←back to thread

426 points benchmarkist | 2 comments | | HN request time: 0s | source
Show context
zackangelo ◴[] No.42179476[source]
This is astonishingly fast. I’m struggling to get over 100 tok/s on my own Llama 3.1 70b implementation on an 8x H100 cluster.

I’m curious how they’re doing it. Obviously the standard bag of tricks (eg, speculative decoding, flash attention) won’t get you close. It seems like at a minimum you’d have to do multi-node inference and maybe some kind of sparse attention mechanism?

replies(9): >>42179489 #>>42179493 #>>42179501 #>>42179503 #>>42179754 #>>42179794 #>>42180035 #>>42180144 #>>42180569 #
yalok ◴[] No.42179489[source]
how much memory do you need to run fp8 llama 3 70b - can it potentially fit 1 H100 GPU with 96GB RAM?
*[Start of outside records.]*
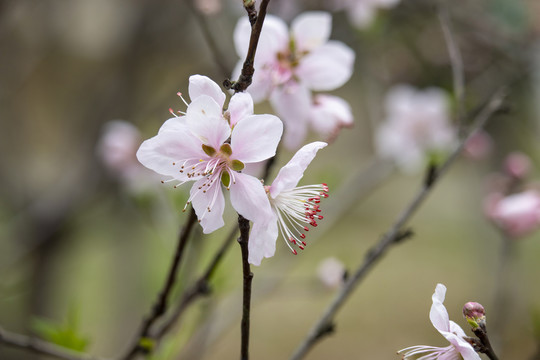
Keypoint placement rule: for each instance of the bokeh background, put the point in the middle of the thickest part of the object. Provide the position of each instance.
(82, 250)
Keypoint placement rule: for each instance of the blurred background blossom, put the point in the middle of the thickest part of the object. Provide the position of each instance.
(70, 238)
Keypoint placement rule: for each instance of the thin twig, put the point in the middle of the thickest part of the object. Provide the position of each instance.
(41, 347)
(200, 287)
(246, 76)
(218, 56)
(143, 343)
(243, 225)
(456, 63)
(320, 329)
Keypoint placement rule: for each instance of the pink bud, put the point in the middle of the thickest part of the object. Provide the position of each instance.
(473, 310)
(517, 165)
(478, 146)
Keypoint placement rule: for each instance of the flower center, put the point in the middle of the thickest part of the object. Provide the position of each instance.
(297, 209)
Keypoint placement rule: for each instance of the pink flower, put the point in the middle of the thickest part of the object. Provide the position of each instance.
(290, 65)
(449, 329)
(362, 12)
(293, 208)
(479, 146)
(517, 165)
(517, 214)
(210, 147)
(331, 272)
(417, 125)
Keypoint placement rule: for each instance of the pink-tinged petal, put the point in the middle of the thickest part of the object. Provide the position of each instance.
(329, 114)
(256, 137)
(202, 85)
(274, 38)
(327, 67)
(165, 152)
(438, 314)
(292, 102)
(262, 82)
(262, 241)
(240, 106)
(289, 175)
(311, 30)
(211, 199)
(204, 118)
(249, 199)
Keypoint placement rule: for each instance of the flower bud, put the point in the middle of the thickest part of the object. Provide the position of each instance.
(517, 165)
(475, 314)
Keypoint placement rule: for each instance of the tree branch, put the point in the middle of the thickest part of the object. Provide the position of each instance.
(143, 342)
(320, 329)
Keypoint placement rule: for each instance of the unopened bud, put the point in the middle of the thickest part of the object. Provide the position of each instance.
(475, 314)
(517, 165)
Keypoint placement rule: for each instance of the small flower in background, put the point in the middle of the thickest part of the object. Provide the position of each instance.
(517, 165)
(331, 272)
(117, 148)
(479, 146)
(362, 13)
(210, 147)
(293, 208)
(417, 126)
(517, 214)
(449, 329)
(289, 65)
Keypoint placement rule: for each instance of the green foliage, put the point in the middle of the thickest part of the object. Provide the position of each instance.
(65, 334)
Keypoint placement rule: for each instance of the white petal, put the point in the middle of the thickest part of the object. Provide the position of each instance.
(311, 30)
(256, 137)
(201, 201)
(289, 175)
(327, 67)
(262, 241)
(261, 84)
(202, 85)
(168, 147)
(249, 199)
(240, 106)
(438, 314)
(204, 118)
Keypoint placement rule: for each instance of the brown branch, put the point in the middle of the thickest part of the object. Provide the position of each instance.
(200, 288)
(325, 322)
(143, 342)
(256, 27)
(42, 347)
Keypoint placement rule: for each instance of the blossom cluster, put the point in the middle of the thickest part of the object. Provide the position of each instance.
(211, 147)
(291, 65)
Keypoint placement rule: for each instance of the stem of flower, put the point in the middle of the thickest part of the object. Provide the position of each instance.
(318, 331)
(143, 342)
(243, 225)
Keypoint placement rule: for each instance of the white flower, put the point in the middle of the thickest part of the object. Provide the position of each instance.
(417, 125)
(459, 347)
(289, 65)
(293, 208)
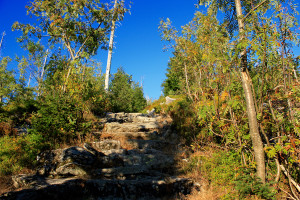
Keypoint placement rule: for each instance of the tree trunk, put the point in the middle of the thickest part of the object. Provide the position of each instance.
(3, 34)
(251, 111)
(111, 43)
(42, 74)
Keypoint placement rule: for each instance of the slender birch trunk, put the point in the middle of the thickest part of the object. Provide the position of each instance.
(42, 74)
(3, 34)
(251, 111)
(111, 43)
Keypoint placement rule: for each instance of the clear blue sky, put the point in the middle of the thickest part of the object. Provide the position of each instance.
(138, 46)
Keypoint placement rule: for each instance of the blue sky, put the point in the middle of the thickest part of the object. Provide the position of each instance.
(138, 46)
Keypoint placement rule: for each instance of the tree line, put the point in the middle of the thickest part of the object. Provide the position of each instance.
(58, 87)
(240, 78)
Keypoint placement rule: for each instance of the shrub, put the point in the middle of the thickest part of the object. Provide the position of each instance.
(59, 118)
(19, 152)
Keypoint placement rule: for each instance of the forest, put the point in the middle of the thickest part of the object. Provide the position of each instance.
(234, 76)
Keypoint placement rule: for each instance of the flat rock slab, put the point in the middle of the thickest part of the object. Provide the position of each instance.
(133, 135)
(130, 127)
(75, 189)
(152, 144)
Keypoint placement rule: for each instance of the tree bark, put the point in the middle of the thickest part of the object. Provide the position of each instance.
(111, 44)
(251, 111)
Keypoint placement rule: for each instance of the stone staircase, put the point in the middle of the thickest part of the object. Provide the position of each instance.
(133, 159)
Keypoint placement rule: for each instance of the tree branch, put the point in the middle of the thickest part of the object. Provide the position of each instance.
(252, 10)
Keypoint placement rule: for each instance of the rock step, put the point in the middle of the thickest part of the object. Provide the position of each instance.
(129, 117)
(130, 127)
(130, 135)
(161, 145)
(75, 189)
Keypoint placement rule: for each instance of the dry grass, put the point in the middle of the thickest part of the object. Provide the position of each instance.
(6, 184)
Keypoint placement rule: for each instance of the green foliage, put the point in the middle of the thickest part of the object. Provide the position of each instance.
(59, 118)
(248, 184)
(19, 152)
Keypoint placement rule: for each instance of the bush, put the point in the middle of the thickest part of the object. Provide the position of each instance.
(60, 118)
(19, 152)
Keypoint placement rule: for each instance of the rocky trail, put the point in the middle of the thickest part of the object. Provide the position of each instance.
(133, 159)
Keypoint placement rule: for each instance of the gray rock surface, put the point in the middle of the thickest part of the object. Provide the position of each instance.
(105, 170)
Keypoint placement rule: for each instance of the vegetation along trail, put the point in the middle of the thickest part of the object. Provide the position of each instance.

In other words, if you wanted to run 8 separate 70b models on your cluster, each of which would fit into 1 GPU, how much larger your overall token output could be than parallelizing 1 model per 8 GPUs and having things slowed down a bit due to NVLink?

replies(2): >>42179533 #>>42180112 #
1. qingcharles ◴[] No.42180112[source]
It should work, I believe. And anything that doesn't fit you can leave on your system RAM.

Looks like an H100 runs about $30K online for one. Are there any issues with just sticking one of these in a stock desktop PC and running llama.cpp?

replies(1): >>42180911 #
2. joha4270 ◴[] No.42180911[source]
> Are there any issues with just sticking one of these in a stock desktop PC and running llama.cpp?

Cooling might be a challenge. The H100 has a heatsink designed to make use of the case fans. So you need a fairly high airflow through a part which is itself passive.

On a server this isn't too big a problem, you have fans in one end and GPU's blocking the exit on the other end, but in a desktop you probably need to get creative with cardboard/3d printed shrouds to force enough air through it.